I want to subset my df based on the condition of 2 columns: Date and Person
Condition:
Date must be NON-BLANK except when Person =='Peter'
Tried the code but doesn't work, it removes ALL rows with blank in Date
df= df[ (df[df.columns[1]]!='peter') & (pd.isnull (df[df.columns[0]])!=True)]
INPUT
Date | Person |
| tom |
| peter |
| jack |
2010-10-4 | harry |
2010-12-4 | sarah |
DESIRED OUTPUT
Date | Person |
| peter |
2010-10-4 | harry |
2010-12-4 | sarah |
CodePudding user response:
Chain condition by |
for bitwise OR
by columns names:
df = df[df['Person'].eq('peter') | df['Date'].notna()]
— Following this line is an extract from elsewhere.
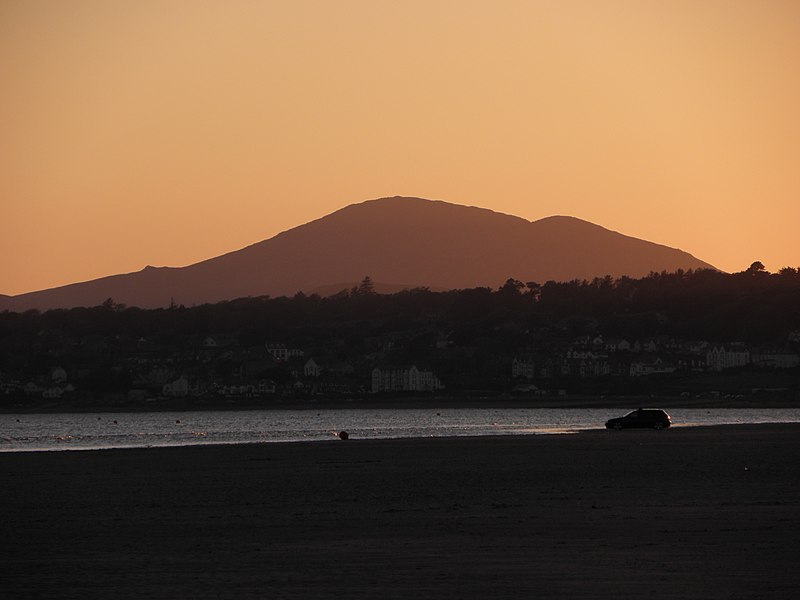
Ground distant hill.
[0,197,714,310]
Or by positions - selected columns by DataFrame.iloc
:
df = df[df.iloc[:, 1].eq('peter') | df.iloc[:, 0].notna()]
print (df)
Date Person
1 NaN peter
3 2010-10-4 harry
4 2010-12-4 sarah
CodePudding user response:
You need to use |
(boolean OR):
# keep if peter OR if the data is NOT null
df[df[df.columns[1]].eq('peter') | ~df[df.columns[0]].isnull()]